Does a simple group of order 60 has a cyclic subgroup of order 6 I was unable to solve the following question in abstract algebra quiz, so I am posting it here.

Let G be a simple group  of order 60. Then prove that it doesn't have a cyclic subgroup of order 6.

Using sylow theorems and that group is simple , I got No. of sylow 5 subgroups are 6 and number of Sylow 3 subgroup are 4 or 10 and number if sylow 2 subgroups are 15 or 3 or 5.
But I noticed that in any combinations sum of elements in not 60.
Can you please tell what mistake I am making?

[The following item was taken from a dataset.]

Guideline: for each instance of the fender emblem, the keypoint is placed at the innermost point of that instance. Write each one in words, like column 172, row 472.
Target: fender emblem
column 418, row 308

Another thought i had was that by cauchy theorem there exists an element og=f both 2 and 3 so they will generate a subgroup of order 2 and 3 respectively say A and B . SO, why doesnot there exists a cyclic subgroup  of order 6 (A $\times$ B)?
Please illuminate on this.
 A: A nonabelian simple group cannot contain a proper subgroup of index less than $5$. ($*$)
(See here, for example,  for a proof.)
So the number of Sylow $3$-subgroups cannot be $4$, and hence it must be $10$.
Let $P \in {\rm Syl}_3(G)$. Then $|N_G(P)| = 6$, and to prove that $G$ has no cyclic subgroup of order $6$, we need to prove that $N_G(P)$ is not cyclic.
So suppose it is, and let $g \in N_G(P)$ have order $2$. Let $H = C_G(g)$.
Since $g \in H$ and $H$must also contain a Sylow $2$-subgroup of $G$, we have $|H| \ge 12$, and then by $(*)$ we must have $|H| = 12$.
Since $N_G(P) \le H$, $H$ has at most two Sylow $3$-subgroups, and so by Sylow it has only one, but then $P \lhd H$, contradiction.
A: Any simple group of order $60$ must be isomorphic to $A_5$. [refer here]
Suppose $A_5$ has a cyclic subgroup of order $6$, this means that $A_5$ has an element of order $6$. But element of order $6$ in $S_5$ must be in the form $(ab)(cde)$ which is an odd permutation. Hence $A_5$ does not have any cyclic subgroup of order $6$.